Let $\{e_i\}$ be the canonical basis of $\Bbb R^n$. As a $(0,2)$ tensor, $(\delta_{ij})$ can be though of as the bilinear map $(x,y) \mapsto x^Ty$, which reads, in tensor notations, as $\sum_{i=1}^n {e_i}^*\otimes {e_i}^*$. As a $(2,0)$ tensor, $(\delta^{ij})$ can be though of as the bivector $\sum_{i=1}^n e_i\otimes e_i$. Finally, as a $(1,1)$ tensor, $({\delta_i}^j)$ can be though of as an endomorphism (a linear map), in this case the identity map, which reads $\sum_{i=1}^n {e_i}^*\otimes e_i$.

These notations become coherent once you define $e^i = {e_i}^*$. For example, a $(0,2)$ tensor $A=(A_{ij})$ is equal to $A=\sum_{ij} A_{ij} e^i\otimes e^j$, while a $(1,1)$ tensor $B=({B_i}^j)$ is equal to $B=\sum_{ij} {B_i}^j e^i\otimes e_j$, and a bivector $V=(V^{ij})$ is equal to $V=\sum_{ij}V^{ij}e_i\otimes e_j$.
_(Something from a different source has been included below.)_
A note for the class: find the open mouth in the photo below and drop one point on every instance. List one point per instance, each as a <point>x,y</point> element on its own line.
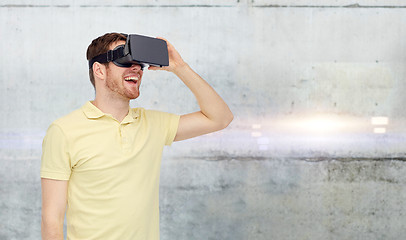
<point>133,79</point>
In these last expressions, each index appears exactly twice: one time as a top index, and one time as a lower index. The summation convention says that as long as an index appears in this specific configuration, we can forget about the $\sum$ sign. Therefore, we would write, with the above notations, $A=A_{ij} e^i\otimes e^j$, $B={B_i}^je^i\otimes e_j$ and $V = V^{ij}e_i\otimes e_j$. It appears that with this convention, ${\delta_i}^i$ is the trace of the identity matrix $({\delta_i}^k)$, since the summation convention implies $$ {\delta_i}^i= \sum_{i=1}^n {\delta_i}^i = n = \operatorname{trace}I_n. $$ But it is not true (or at least, it is very confusing and misleading) that ${\delta_a}^b{\delta_b}^i = {\delta_a}^i{\delta_i}^i$, since this latter expression implies a summation over $i$ while the first does not. In fact, one should avoid this kind of expressions where an index appears three times. When $n=2$, the left hand side is equal to ${\delta_a}^1{\delta_1}^i + {\delta_a}^2{\delta_2}^i = {\delta_a}^i$, and still depends on $i$, while the right hand side is equal to ${\delta_a}^1{\delta_1}^1 + {\delta_a}^2{\delta_2}^2 = {\delta_a}^1 + {\delta_a}^2$, which only depends on $a$.

This specific problem appears, for instance, at (E), where you write $$ U_iV^a {\delta_a}^b{\delta_b}^i = U_iV^a{\delta_a}^i{\delta_i}^i, $$ whereas one should instead write $$ U_iV^a {\delta_a}^b{\delta_b}^i = U_iV^a{\delta_a}^i. $$ Indeed, there is no need to add the last term ${\delta_i}^i$ in this expression, since you are using the equality ${\delta_a}^b{\delta_b}^i = {\delta_a}^i$. I think this is the main confusion in your question and it appears several times (you write $V_b{\delta_a}^b=V_a{\delta_a}^a$ instead of $V_b{\delta_a}^b= V_a$ in (D), etc.) Note that you have the following equalities \begin{align} U_iV^a{\delta_a}^b{\delta_b}^i &= (U_i{\delta_b}^i)(V^a{\delta_a}^b) = U_bV^b,\\ U_iV^a{\delta_a}^b{\delta_b}^i&=U_iV^a({\delta_b}^i{\delta_a}^b) = U_iV^a {\delta_a}^i = (U_i{\delta_a}^i)V^a = U_aV^a,\\ U_iV^a{\delta_a}^b{\delta_b}^i&=U_iV^a({\delta_b}^i{\delta_a}^b) =U_iV^a {\delta_a}^i= U_i(V^a{\delta_a}^i) = U_iV^i. \end{align} and thus, the result does not depend on the order of the different contractions.

For what it's worth, let me add that I personally do not use this convention, and more generally, do note use computations in coordinates. This is a matter of taste (and also a cultural thing), but as you can see, this can sometimes be misleading. When completely mastered, this way of doing computations is really powerful, but if you're not comfortable with it (like me), you are more likely to do a lot of errors.